In an analysis of pooled published literature, Hebb et al. found that 59% received a measurable benefit from shunting but over time significant improvement was sustained in only 29%. A large prospective study showed that 64% improved and 37% improved significantly. [6-8]
Treatment and Complications
The only widely accepted treatment of NPH is CSF shunting. The shunt most commonly placed is the ventriculoperitoneal shunt. Lumboperitoneal shunts and ventriculoatrial shunts also may be used in certain situations. There are a variety of shunt types, including differential pressure valves, flow-regulated valves, antisiphon devices and, more recently, programmable valves. Differential pressure valves open when the CSF pressure differential exceeds a certain pressure threshold in the upright position. Flow-regulated valves are designed to increase resistance to CSF flow with increasing pressure differentials to prevent excessively rapid drainage. Siphon-control devices are sometimes used together with a valve system to minimize the effects of orthostatic changes in CSF pressure. Programmable valves permit the noninvasive adjustment of the degree of CSF flow through the valve. Consequently, the degree of CSF shunting can be tailored to the patient without replacing the valve itself. Complications may result from catheter occlusion or infection or from overdrainage or underdrainage. Overdrainage can cause subdural hydromas or hematomas. With underdrainage, the hydrocephalus and related clinical features may fail to improve.

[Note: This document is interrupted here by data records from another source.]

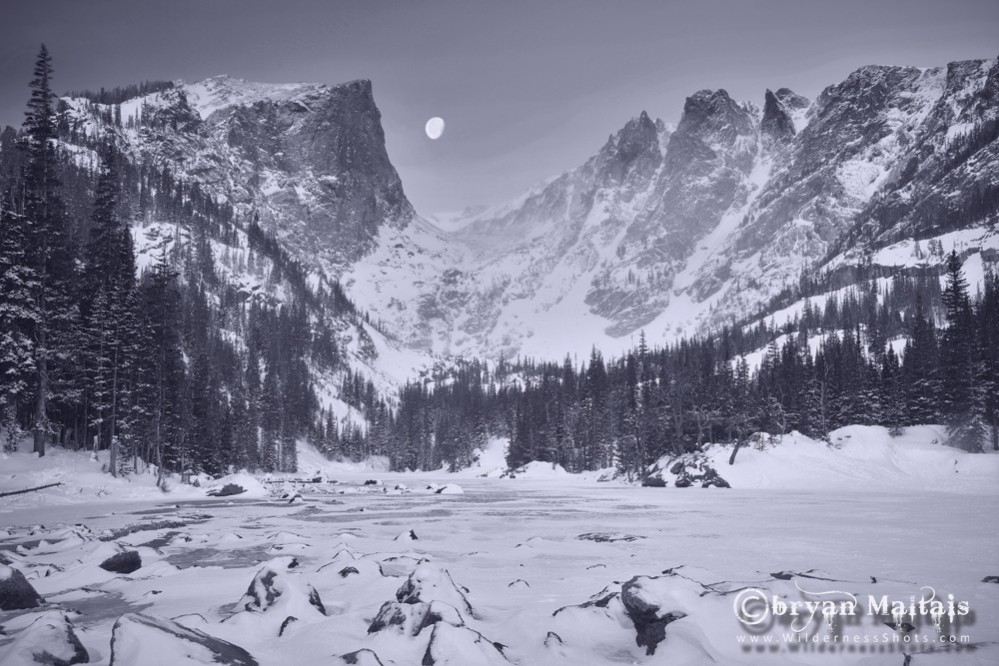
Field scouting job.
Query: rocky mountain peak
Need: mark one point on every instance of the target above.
(776, 124)
(713, 116)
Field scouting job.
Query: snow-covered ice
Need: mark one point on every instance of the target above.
(544, 568)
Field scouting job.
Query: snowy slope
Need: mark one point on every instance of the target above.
(677, 230)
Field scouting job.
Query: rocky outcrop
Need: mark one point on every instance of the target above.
(175, 644)
(15, 590)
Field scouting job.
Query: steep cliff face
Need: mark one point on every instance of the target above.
(678, 230)
(307, 160)
(668, 229)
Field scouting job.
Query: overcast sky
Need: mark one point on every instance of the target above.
(528, 88)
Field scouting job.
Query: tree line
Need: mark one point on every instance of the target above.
(168, 364)
(876, 356)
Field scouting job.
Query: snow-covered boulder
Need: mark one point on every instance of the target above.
(689, 469)
(49, 640)
(432, 583)
(124, 563)
(650, 611)
(272, 590)
(412, 618)
(152, 641)
(398, 565)
(363, 657)
(461, 646)
(15, 590)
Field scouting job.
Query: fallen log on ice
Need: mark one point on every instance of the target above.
(30, 490)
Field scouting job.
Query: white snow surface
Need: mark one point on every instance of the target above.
(515, 561)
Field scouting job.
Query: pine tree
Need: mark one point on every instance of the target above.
(18, 316)
(962, 392)
(110, 309)
(45, 216)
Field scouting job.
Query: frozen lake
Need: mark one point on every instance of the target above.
(525, 549)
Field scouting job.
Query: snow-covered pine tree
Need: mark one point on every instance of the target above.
(18, 316)
(48, 253)
(963, 394)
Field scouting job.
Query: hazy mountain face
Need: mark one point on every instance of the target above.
(678, 229)
(666, 229)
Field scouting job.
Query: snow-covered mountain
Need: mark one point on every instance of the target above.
(308, 160)
(304, 162)
(670, 230)
(676, 230)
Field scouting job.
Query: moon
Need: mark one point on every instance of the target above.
(435, 127)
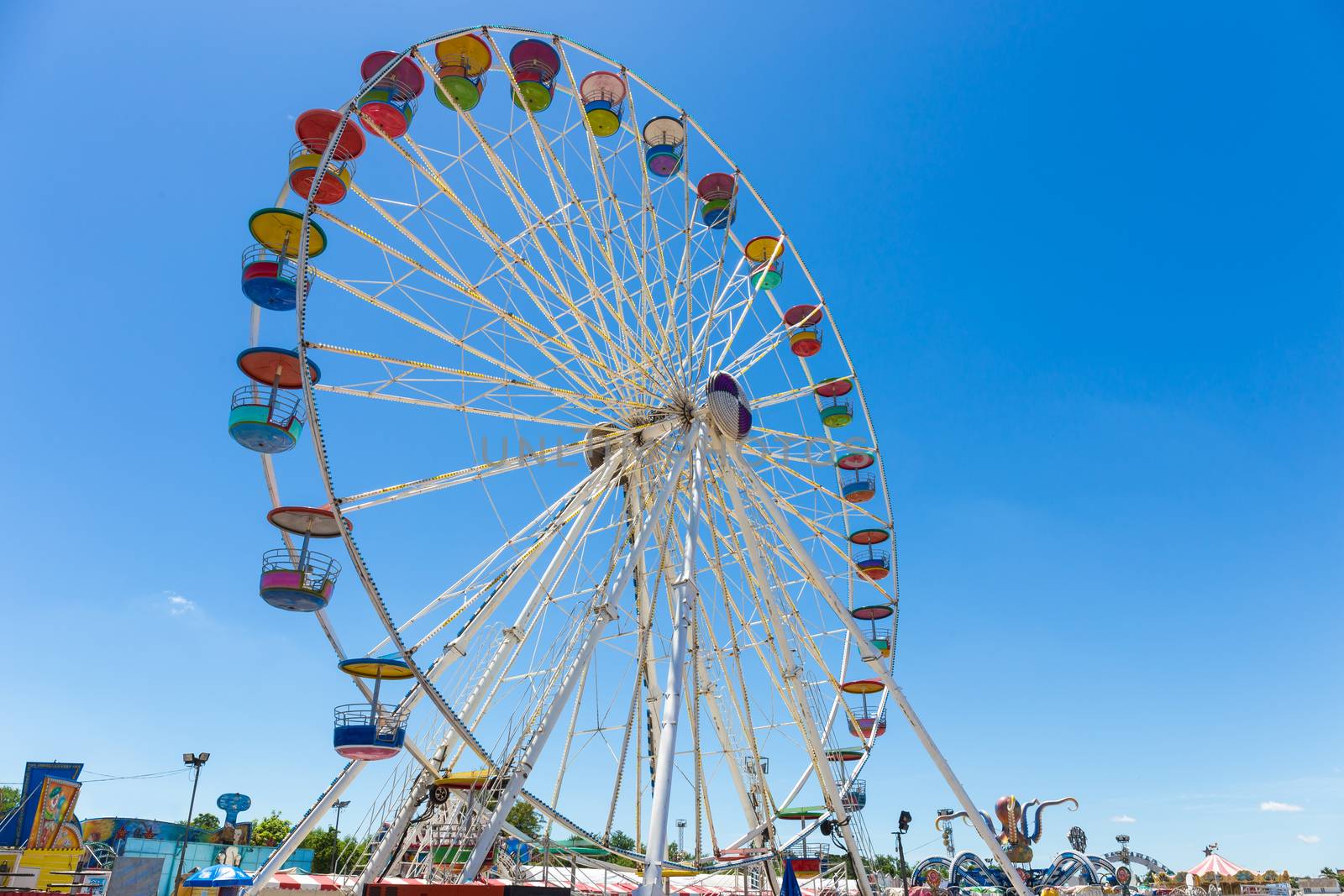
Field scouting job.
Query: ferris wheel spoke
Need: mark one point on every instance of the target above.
(507, 255)
(517, 192)
(570, 506)
(554, 170)
(449, 406)
(543, 343)
(605, 190)
(813, 486)
(803, 563)
(429, 328)
(601, 617)
(580, 401)
(425, 485)
(806, 725)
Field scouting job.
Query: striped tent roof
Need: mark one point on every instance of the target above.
(1215, 864)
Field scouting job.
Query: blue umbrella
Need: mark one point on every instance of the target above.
(219, 876)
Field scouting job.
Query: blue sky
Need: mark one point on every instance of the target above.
(1090, 255)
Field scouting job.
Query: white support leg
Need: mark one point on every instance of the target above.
(306, 825)
(685, 593)
(793, 676)
(423, 783)
(874, 660)
(602, 616)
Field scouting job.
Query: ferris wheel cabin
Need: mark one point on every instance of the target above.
(270, 271)
(300, 579)
(806, 860)
(853, 459)
(371, 731)
(874, 564)
(534, 65)
(463, 62)
(717, 192)
(864, 720)
(766, 257)
(837, 412)
(387, 107)
(302, 172)
(602, 94)
(663, 141)
(806, 338)
(268, 414)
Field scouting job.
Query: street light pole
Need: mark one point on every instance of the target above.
(902, 826)
(197, 761)
(338, 806)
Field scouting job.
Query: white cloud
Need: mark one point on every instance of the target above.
(179, 605)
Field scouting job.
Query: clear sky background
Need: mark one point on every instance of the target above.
(1088, 262)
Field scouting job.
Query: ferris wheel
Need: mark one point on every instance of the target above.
(613, 503)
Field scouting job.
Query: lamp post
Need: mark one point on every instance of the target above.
(197, 761)
(902, 826)
(1124, 875)
(338, 806)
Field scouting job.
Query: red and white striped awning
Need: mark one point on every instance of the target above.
(1215, 864)
(293, 880)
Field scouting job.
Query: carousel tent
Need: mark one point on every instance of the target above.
(1215, 864)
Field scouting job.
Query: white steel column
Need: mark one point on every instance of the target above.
(874, 660)
(792, 673)
(685, 591)
(602, 613)
(511, 636)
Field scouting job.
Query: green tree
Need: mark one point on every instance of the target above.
(526, 819)
(270, 831)
(206, 820)
(8, 799)
(622, 840)
(328, 856)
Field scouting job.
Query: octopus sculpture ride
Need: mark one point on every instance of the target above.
(1015, 833)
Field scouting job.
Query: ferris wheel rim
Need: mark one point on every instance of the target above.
(319, 439)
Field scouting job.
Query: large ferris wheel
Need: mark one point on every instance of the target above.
(618, 537)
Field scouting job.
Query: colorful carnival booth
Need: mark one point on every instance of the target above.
(1216, 872)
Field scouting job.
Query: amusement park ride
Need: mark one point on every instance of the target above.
(685, 586)
(1018, 836)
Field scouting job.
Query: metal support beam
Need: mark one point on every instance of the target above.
(685, 593)
(602, 614)
(874, 660)
(589, 503)
(793, 676)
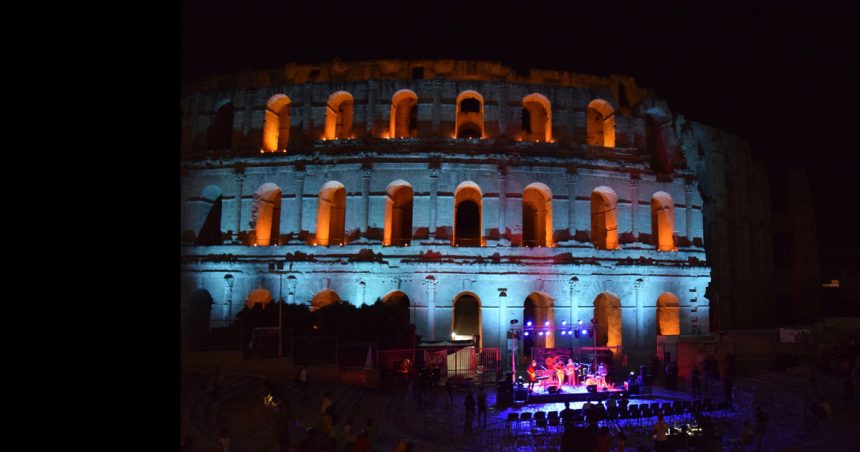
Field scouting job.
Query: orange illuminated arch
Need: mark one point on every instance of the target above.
(468, 215)
(398, 214)
(276, 130)
(537, 118)
(404, 114)
(663, 221)
(466, 321)
(331, 212)
(607, 313)
(604, 218)
(470, 115)
(668, 312)
(538, 308)
(266, 214)
(537, 215)
(338, 116)
(324, 298)
(600, 123)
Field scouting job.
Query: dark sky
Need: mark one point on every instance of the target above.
(782, 77)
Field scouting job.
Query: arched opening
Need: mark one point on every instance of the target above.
(538, 309)
(537, 118)
(466, 322)
(398, 214)
(537, 215)
(607, 314)
(276, 130)
(260, 297)
(331, 211)
(604, 218)
(663, 221)
(470, 115)
(209, 217)
(220, 133)
(468, 219)
(338, 116)
(404, 114)
(324, 298)
(600, 124)
(668, 321)
(266, 214)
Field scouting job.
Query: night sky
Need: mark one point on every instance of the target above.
(782, 77)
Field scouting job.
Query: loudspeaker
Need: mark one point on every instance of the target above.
(521, 395)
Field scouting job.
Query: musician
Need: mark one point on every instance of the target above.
(570, 372)
(532, 372)
(559, 372)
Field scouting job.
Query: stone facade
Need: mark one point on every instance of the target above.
(583, 196)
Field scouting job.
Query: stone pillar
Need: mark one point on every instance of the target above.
(300, 194)
(634, 208)
(372, 86)
(637, 291)
(437, 107)
(688, 209)
(434, 174)
(571, 203)
(503, 204)
(240, 184)
(227, 306)
(430, 285)
(366, 174)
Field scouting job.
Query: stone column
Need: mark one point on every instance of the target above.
(430, 285)
(300, 194)
(372, 86)
(366, 174)
(240, 184)
(688, 209)
(503, 203)
(227, 306)
(571, 203)
(433, 174)
(634, 208)
(437, 107)
(637, 290)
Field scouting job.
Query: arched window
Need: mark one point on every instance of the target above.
(663, 221)
(398, 214)
(537, 215)
(668, 323)
(331, 211)
(338, 116)
(276, 131)
(466, 321)
(468, 218)
(600, 124)
(404, 114)
(538, 309)
(324, 298)
(266, 214)
(470, 115)
(537, 118)
(220, 133)
(607, 313)
(208, 216)
(604, 218)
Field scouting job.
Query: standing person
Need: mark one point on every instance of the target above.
(469, 404)
(482, 407)
(660, 438)
(696, 383)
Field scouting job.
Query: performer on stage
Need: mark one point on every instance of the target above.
(570, 372)
(559, 372)
(532, 372)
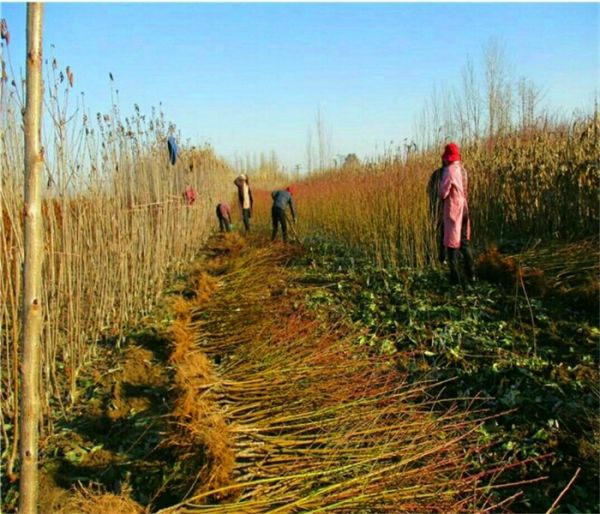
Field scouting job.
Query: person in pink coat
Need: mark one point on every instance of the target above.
(454, 192)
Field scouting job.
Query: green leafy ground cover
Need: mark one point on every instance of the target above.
(533, 359)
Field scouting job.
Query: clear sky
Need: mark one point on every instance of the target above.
(250, 77)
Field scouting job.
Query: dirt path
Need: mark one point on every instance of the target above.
(257, 400)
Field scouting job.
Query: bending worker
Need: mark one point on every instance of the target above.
(224, 216)
(281, 199)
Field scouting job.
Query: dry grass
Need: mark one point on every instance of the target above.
(87, 501)
(296, 418)
(115, 225)
(529, 185)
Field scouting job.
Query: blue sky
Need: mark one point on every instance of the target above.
(250, 77)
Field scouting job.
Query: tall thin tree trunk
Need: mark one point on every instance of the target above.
(32, 270)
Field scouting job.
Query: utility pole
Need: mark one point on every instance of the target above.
(32, 269)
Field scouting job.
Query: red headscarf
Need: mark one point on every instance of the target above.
(451, 153)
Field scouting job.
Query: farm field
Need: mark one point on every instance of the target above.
(287, 377)
(163, 351)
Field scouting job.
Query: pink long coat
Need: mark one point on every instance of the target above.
(454, 193)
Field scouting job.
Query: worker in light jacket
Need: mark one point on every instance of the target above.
(245, 199)
(454, 191)
(281, 199)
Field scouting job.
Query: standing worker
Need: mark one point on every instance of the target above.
(457, 225)
(245, 199)
(224, 216)
(281, 199)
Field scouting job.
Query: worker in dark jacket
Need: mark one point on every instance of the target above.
(281, 199)
(224, 215)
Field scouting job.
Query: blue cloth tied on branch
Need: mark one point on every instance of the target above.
(172, 145)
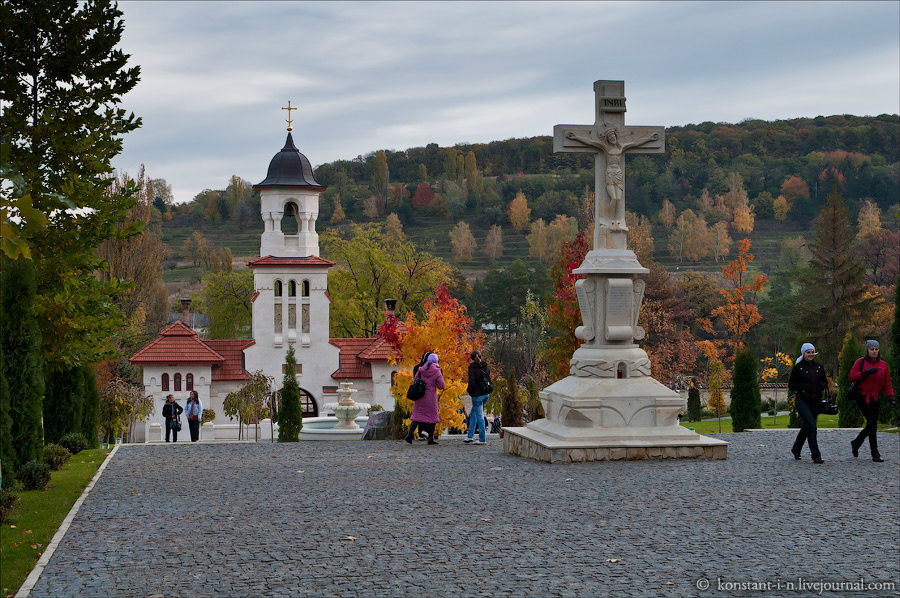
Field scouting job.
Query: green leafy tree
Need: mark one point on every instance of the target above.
(63, 403)
(91, 407)
(373, 266)
(290, 414)
(226, 300)
(250, 403)
(746, 404)
(22, 367)
(834, 289)
(62, 83)
(849, 415)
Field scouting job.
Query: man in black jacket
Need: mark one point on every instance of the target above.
(808, 381)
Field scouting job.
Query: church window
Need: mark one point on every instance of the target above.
(290, 225)
(298, 368)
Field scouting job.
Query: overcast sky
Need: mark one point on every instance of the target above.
(371, 76)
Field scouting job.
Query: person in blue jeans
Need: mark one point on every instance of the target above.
(479, 388)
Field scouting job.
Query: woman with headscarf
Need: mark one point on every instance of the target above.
(808, 381)
(871, 374)
(425, 411)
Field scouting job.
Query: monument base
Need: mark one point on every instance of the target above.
(599, 419)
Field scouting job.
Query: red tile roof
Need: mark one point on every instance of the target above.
(177, 343)
(233, 352)
(274, 262)
(349, 366)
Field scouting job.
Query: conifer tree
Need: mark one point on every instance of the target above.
(290, 416)
(22, 367)
(63, 402)
(849, 415)
(695, 409)
(91, 405)
(746, 404)
(834, 290)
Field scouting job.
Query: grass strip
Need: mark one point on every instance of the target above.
(30, 527)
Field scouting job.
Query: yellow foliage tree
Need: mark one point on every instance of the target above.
(447, 331)
(519, 213)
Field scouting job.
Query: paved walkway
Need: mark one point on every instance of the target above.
(383, 518)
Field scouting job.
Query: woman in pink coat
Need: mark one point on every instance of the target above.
(425, 411)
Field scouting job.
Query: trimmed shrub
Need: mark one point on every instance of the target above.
(75, 443)
(56, 456)
(290, 415)
(849, 415)
(34, 475)
(8, 500)
(746, 404)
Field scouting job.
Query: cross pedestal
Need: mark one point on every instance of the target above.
(609, 407)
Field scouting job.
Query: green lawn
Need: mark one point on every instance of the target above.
(30, 527)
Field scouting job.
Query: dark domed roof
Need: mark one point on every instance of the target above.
(290, 168)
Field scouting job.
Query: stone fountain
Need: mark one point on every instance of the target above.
(343, 425)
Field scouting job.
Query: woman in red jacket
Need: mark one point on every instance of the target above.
(873, 378)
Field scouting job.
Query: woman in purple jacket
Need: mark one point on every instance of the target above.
(425, 410)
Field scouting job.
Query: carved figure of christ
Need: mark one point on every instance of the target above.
(614, 148)
(609, 139)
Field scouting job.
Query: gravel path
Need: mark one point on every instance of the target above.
(383, 518)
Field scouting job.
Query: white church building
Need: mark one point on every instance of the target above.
(290, 308)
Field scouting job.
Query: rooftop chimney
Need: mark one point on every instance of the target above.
(185, 312)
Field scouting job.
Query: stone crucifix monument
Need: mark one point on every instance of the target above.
(609, 407)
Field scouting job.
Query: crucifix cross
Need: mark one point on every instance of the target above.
(288, 108)
(609, 140)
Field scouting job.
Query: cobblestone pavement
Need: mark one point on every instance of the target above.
(384, 518)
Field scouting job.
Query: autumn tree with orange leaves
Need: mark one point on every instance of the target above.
(447, 331)
(739, 312)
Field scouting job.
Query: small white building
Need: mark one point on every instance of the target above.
(290, 308)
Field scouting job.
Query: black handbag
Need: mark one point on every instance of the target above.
(416, 390)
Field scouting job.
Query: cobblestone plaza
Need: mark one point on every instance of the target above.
(383, 518)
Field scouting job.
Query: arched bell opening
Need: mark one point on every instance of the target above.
(290, 224)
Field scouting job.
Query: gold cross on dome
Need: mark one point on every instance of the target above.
(289, 121)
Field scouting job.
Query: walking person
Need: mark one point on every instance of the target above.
(171, 411)
(193, 411)
(808, 381)
(425, 411)
(871, 373)
(479, 389)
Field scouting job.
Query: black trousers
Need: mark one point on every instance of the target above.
(807, 433)
(870, 412)
(427, 428)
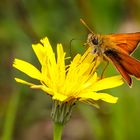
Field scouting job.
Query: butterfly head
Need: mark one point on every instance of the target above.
(94, 41)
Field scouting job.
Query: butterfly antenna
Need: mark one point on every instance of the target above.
(84, 23)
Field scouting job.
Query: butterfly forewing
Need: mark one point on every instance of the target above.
(125, 43)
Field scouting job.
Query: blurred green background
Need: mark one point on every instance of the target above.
(25, 113)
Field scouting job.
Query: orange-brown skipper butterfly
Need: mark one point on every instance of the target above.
(117, 48)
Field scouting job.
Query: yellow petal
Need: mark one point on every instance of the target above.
(98, 96)
(39, 51)
(59, 97)
(23, 82)
(27, 68)
(107, 83)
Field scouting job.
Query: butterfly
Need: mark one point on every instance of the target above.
(117, 48)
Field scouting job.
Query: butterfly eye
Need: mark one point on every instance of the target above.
(95, 41)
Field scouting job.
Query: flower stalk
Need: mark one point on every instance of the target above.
(58, 128)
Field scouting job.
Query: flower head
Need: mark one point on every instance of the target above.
(76, 81)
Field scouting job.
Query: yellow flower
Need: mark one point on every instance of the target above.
(76, 81)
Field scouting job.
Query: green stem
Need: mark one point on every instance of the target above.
(10, 117)
(58, 127)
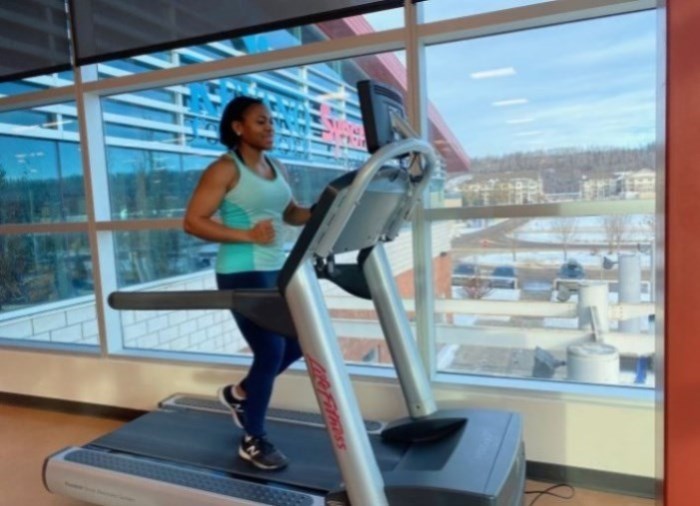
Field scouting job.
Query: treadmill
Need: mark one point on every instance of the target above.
(185, 452)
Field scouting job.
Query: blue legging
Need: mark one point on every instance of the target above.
(272, 353)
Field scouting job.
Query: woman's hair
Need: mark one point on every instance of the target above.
(234, 111)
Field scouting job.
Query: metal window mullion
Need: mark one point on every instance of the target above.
(422, 239)
(94, 162)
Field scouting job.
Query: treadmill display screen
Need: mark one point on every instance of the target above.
(378, 102)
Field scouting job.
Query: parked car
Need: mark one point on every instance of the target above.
(571, 269)
(504, 276)
(464, 272)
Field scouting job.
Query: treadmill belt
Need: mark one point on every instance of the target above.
(210, 440)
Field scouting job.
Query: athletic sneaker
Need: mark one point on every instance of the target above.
(234, 404)
(261, 453)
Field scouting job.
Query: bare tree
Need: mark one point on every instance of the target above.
(565, 230)
(617, 228)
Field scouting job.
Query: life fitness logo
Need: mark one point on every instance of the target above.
(330, 407)
(341, 132)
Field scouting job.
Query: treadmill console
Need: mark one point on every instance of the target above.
(378, 103)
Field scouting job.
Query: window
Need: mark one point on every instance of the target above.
(545, 124)
(155, 155)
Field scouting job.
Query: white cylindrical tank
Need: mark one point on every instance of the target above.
(593, 363)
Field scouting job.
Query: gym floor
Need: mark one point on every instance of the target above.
(28, 435)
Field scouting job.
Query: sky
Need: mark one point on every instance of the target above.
(579, 85)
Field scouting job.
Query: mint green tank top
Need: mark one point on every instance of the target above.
(253, 199)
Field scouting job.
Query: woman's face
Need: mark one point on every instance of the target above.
(256, 129)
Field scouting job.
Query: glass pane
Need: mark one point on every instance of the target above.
(212, 332)
(41, 174)
(438, 10)
(155, 255)
(46, 289)
(554, 114)
(521, 291)
(156, 150)
(254, 44)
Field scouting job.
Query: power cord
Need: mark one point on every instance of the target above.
(548, 491)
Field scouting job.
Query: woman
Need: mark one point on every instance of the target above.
(253, 197)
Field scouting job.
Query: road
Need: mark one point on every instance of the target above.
(535, 279)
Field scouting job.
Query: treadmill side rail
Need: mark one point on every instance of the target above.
(102, 484)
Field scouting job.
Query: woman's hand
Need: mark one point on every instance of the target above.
(262, 232)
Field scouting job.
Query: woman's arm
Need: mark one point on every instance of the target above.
(216, 180)
(295, 215)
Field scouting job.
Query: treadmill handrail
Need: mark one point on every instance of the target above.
(264, 306)
(365, 176)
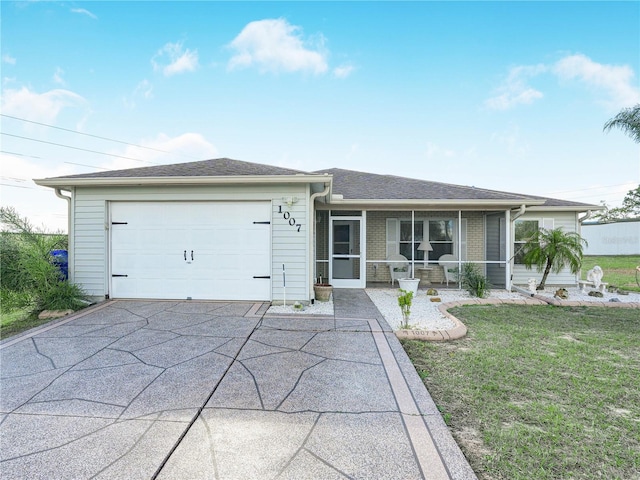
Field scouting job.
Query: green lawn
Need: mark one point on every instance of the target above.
(540, 392)
(618, 270)
(12, 323)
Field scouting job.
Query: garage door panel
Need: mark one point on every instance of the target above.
(228, 250)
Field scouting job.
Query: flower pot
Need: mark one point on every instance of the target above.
(409, 284)
(322, 292)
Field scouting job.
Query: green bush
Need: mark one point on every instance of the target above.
(27, 275)
(474, 282)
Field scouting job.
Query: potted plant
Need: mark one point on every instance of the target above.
(405, 299)
(322, 291)
(409, 284)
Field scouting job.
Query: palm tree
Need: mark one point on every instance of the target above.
(628, 120)
(552, 250)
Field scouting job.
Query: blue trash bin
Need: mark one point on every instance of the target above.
(61, 260)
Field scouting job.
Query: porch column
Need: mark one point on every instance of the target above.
(507, 248)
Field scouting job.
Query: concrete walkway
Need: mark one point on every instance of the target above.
(199, 390)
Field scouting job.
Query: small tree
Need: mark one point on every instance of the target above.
(552, 250)
(628, 120)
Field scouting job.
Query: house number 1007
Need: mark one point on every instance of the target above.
(287, 216)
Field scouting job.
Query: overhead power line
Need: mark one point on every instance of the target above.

The complication rate of the pooled literature review was 38%; 22% needed subsequent shunt revision. Six percent died or had serious neurological deficits. Other studies indicate a complication rate between 20 and 40%. Complications include overdrainage that may cause low-pressure headaches and possibly subdural hygromas or hematomas as bridging veins tear from ventricular decompression. It is hoped that programmable shunts may avert the tendency for overshunting in many patients if the shunt is set at a higher opening pressure and gradually reduced in successive adjustments depending on the patient’s clinical status. Other complications include infection, intracerebral hemorrhage, seizure, shunt malfunction or occlusion, and failure to respond due to underdrainage. Programmable valves should reduce the complications associated with both overshunting and undershunting but has not yet been demonstrated unequivocally.[41,63]
NPH is a condition that remains difficult to diagnose but that may respond well to treatment. However, the treatment consists of placing a CSF shunt, and the procedure is associated with a significant complication rate, particularly in older patients. Making the diagnosis requires a thorough investigation to exclude other causes of gait ataxia. If the gait abnormality is consistent with the diagnosis, symptoms appear to be significant and progressive, and brain imaging confirms ventricular enlargement, the diagnosis should be considered. In some cases, the diagnosis of NPH will remain speculative. Such patients may be followed clinically until a decision can be made.